Goodlatte and Rep. Trey Gowdy (R-S.C.) announced their plan even as the two lead senators in the immigration reform effort told reporters that piecemeal will not work.

"It has got to be a comprehensive approach," said Sen. John McCain (R-Ariz.), noting that past attempts to pass popular measures to legalize the children of undocumented immigrants had all failed when lawmakers began to tack on amendments.

"We can't do individual bills because the problem is people say, 'What about me?'" declared Sen. Chuck Schumer (D-N.Y.), speaking at a breakfast with reporters. "What we found is, ironically, it may be a little counterintuitive, but the best way to pass immigration legislation is actually a comprehensive bill because that can achieve more balance, and everybody can get much, but not all, of what they want.

"I think that the idea of doing separate bills is just not going to work," Schumer added. "It's not worked in the past, and it's not going to work in the future."

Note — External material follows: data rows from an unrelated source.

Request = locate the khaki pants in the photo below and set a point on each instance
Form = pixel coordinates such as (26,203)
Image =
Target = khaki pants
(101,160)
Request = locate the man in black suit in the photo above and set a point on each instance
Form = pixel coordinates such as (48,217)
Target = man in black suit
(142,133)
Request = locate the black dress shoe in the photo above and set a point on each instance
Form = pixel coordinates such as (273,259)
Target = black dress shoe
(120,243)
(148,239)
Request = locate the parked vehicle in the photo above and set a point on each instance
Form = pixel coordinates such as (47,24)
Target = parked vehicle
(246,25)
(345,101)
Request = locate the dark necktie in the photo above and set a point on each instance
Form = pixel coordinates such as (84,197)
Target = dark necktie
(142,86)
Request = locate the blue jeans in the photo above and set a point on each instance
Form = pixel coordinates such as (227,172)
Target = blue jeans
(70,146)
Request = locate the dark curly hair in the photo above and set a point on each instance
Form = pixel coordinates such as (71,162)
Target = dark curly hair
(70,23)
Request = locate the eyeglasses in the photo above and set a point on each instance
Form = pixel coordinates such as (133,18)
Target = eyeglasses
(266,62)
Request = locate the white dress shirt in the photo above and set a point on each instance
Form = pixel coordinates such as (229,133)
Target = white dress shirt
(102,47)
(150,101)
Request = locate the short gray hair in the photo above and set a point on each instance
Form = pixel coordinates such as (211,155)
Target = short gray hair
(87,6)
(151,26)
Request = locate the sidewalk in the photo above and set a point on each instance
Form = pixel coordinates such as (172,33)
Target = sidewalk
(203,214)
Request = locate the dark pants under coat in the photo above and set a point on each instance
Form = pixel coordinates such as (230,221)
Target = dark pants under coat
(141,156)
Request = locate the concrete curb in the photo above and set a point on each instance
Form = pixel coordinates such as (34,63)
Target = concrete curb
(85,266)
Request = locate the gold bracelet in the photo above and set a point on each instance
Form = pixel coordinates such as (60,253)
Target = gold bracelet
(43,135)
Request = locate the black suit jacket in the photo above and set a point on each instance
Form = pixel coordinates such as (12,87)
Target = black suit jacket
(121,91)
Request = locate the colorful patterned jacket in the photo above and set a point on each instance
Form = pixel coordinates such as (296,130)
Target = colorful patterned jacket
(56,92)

In particular, the senators argued that if immigration reform does not include a pathway to citizenship for people who are already in the United States, it will fail.

"There's no way of getting this job done without giving people a path to citizenship," said McCain.

"Any attempt to say in the House that you will not have a path to citizenship would be a non-starter, and I say that unequivocally," said Schumer. "It will not pass the Senate. I do not think you would get a Democratic vote."

Some observers have also warned that a go-slow approach will make passage more difficult because it risks pushing the debate into the 2014 election year, when lawmakers will be more sensitive to pressure from interest groups.

Goodlatte acknowledged that concern, but did not commit to moving his legislation soon.

"Election years are more difficult than non-election years, but I'll also say that it is far more important that we get this right this time ... than that we live by any particular timetable," Goodlatte said.